Four mind-numbing hours roaming around Tenerife airport should have been enough to tire him out. So we got on the plane in blissful ignorance of what was about to happen. An hour into the flight he went into total overdrive. Half an hour later and he started screaming. No amount of milk, jiggling up and down or pacing the aisle made any difference. Dummies were thrown, backs were arched and I experienced the terrifying volume of my younger son’s lungs for 90 hellish minutes. There was literally nothing that made any difference.
At this point the plane divided into two clear camps. The pitying looks of those with small children and the obvious grandparents with the been-there-so-glad-it’s-not-me look and the pre-child couples and girlie holiday groups with their DO-something-with-that-child glares.
Standing in that aisle I prayed to all the parenting gods as I struggled in vain to settle Ben. With me close to tears my husband took over too. Neither of us got anywhere at all. Swapping our smaller child between us, we all got hotter and more stressed as he flailed around our row of three seats. Finally he gave in. Three quarters of the way through the flight and he final crashed out.
As I sank into my cramped seat, head in hands, a hand appeared through the gap in the seats in front. The lady on the row ahead of us (with two immaculately behaved small girls of her own) passed me a copy of ‘Hello’ and a glass of wine and said ‘We’ve all been there love – I think you need a bit of a break now, don’t you?’

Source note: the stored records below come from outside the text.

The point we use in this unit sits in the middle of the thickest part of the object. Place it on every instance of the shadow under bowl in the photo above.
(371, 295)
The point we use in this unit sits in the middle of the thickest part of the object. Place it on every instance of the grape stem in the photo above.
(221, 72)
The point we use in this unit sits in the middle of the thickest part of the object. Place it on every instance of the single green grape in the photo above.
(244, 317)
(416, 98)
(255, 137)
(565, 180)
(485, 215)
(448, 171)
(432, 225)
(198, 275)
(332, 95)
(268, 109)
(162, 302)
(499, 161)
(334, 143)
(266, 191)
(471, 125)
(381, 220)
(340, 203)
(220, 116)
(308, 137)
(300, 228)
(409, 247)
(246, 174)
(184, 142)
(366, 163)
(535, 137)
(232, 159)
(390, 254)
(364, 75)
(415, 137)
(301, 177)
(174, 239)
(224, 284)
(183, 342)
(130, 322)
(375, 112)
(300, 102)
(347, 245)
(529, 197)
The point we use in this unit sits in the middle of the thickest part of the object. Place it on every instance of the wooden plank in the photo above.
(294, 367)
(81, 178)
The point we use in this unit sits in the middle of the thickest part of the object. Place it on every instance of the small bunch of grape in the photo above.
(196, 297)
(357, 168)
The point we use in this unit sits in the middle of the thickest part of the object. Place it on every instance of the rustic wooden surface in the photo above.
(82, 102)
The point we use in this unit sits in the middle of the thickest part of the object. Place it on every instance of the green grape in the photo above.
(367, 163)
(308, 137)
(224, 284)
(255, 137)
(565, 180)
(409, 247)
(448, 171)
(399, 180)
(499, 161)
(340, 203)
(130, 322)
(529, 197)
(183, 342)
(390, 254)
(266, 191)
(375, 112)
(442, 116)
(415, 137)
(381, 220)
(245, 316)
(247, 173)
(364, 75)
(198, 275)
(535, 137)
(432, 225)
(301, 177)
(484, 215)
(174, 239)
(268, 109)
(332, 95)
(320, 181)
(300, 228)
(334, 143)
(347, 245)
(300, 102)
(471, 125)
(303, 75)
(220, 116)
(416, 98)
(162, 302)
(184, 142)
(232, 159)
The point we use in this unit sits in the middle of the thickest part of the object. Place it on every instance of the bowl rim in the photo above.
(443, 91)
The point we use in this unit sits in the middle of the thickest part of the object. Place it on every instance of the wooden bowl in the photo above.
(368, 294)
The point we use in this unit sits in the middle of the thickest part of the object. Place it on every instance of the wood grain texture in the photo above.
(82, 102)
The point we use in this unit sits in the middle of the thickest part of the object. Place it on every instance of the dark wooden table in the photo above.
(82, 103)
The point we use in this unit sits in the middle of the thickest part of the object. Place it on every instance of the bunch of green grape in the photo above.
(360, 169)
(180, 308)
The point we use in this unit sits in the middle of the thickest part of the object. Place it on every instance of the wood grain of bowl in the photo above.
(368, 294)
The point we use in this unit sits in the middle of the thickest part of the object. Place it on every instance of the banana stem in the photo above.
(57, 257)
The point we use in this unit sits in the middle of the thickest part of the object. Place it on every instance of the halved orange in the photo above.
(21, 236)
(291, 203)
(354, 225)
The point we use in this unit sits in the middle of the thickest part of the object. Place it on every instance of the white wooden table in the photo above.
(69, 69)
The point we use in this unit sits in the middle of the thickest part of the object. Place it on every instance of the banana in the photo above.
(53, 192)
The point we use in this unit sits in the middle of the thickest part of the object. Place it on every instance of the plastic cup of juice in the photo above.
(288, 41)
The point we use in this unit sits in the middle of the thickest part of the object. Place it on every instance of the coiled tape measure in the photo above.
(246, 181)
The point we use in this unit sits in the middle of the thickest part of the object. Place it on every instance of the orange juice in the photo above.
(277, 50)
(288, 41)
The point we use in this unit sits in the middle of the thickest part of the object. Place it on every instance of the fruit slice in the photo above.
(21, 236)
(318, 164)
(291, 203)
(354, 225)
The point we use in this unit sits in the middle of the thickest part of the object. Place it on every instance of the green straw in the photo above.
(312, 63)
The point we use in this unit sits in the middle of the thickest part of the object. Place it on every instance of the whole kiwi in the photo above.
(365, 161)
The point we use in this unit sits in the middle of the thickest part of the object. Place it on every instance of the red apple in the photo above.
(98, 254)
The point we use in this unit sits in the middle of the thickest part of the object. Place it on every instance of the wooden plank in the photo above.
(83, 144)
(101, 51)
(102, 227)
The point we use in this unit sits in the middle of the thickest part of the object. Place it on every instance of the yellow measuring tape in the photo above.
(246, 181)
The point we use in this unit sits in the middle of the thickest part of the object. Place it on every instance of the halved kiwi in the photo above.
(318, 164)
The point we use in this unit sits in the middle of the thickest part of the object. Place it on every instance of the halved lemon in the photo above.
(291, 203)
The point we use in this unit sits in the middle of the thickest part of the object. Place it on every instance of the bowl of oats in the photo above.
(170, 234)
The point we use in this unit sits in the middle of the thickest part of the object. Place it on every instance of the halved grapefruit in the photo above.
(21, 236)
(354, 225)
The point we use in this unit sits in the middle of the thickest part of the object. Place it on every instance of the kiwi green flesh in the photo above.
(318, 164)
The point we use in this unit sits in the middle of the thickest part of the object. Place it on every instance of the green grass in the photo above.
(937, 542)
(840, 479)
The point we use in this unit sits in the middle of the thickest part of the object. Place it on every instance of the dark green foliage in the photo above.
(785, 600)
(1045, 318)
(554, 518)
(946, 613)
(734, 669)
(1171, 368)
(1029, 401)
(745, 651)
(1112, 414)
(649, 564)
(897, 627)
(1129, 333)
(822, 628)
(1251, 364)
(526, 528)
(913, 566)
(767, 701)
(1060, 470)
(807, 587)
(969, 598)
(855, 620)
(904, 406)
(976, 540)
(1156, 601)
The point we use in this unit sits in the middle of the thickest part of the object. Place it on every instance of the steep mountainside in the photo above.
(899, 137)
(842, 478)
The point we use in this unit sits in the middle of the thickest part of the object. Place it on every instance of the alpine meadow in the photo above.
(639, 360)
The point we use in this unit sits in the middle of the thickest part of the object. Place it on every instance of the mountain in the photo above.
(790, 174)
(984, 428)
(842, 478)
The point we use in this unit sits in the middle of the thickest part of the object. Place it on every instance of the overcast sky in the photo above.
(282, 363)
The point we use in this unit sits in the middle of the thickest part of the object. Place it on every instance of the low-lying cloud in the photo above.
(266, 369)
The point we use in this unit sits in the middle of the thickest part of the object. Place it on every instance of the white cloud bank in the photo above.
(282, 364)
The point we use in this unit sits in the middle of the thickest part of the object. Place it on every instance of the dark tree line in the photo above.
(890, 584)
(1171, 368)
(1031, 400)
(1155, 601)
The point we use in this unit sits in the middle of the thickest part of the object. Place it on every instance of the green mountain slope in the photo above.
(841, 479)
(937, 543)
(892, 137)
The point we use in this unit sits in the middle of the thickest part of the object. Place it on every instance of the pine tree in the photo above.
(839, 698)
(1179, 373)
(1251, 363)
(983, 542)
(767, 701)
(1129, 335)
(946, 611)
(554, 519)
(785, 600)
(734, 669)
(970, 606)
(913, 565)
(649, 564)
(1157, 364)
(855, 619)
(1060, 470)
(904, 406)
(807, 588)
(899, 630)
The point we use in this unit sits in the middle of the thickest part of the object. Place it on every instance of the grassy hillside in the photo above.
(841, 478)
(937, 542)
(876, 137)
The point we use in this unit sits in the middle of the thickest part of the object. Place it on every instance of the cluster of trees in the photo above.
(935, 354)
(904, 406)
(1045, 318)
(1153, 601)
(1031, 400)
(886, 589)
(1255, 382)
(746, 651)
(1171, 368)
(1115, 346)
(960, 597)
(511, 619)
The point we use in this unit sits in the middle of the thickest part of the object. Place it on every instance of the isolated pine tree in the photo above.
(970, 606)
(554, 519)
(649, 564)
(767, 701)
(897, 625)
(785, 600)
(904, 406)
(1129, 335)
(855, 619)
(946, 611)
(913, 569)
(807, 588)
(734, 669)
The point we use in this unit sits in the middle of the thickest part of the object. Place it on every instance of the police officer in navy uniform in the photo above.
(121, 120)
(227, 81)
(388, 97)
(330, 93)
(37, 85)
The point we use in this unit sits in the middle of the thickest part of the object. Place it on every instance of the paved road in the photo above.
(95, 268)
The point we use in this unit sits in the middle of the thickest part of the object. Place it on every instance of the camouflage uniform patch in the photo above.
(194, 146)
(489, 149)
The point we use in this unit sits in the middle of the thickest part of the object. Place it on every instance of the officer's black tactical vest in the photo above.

The moral of this story is, no matter how carefully you plan and how many amazing treats you stock up on, sometimes it all goes horribly wrong. All you can do is your best. Kindness is still there in people you’ve never met before. And there’s the knowledge that one day, all those pre-child people on that flight will experience the same thing. Maybe then they’ll remember with sympathy the slightly-sunburnt, crazy-eyed mother with the screaming son on that long flight home from Tenerife.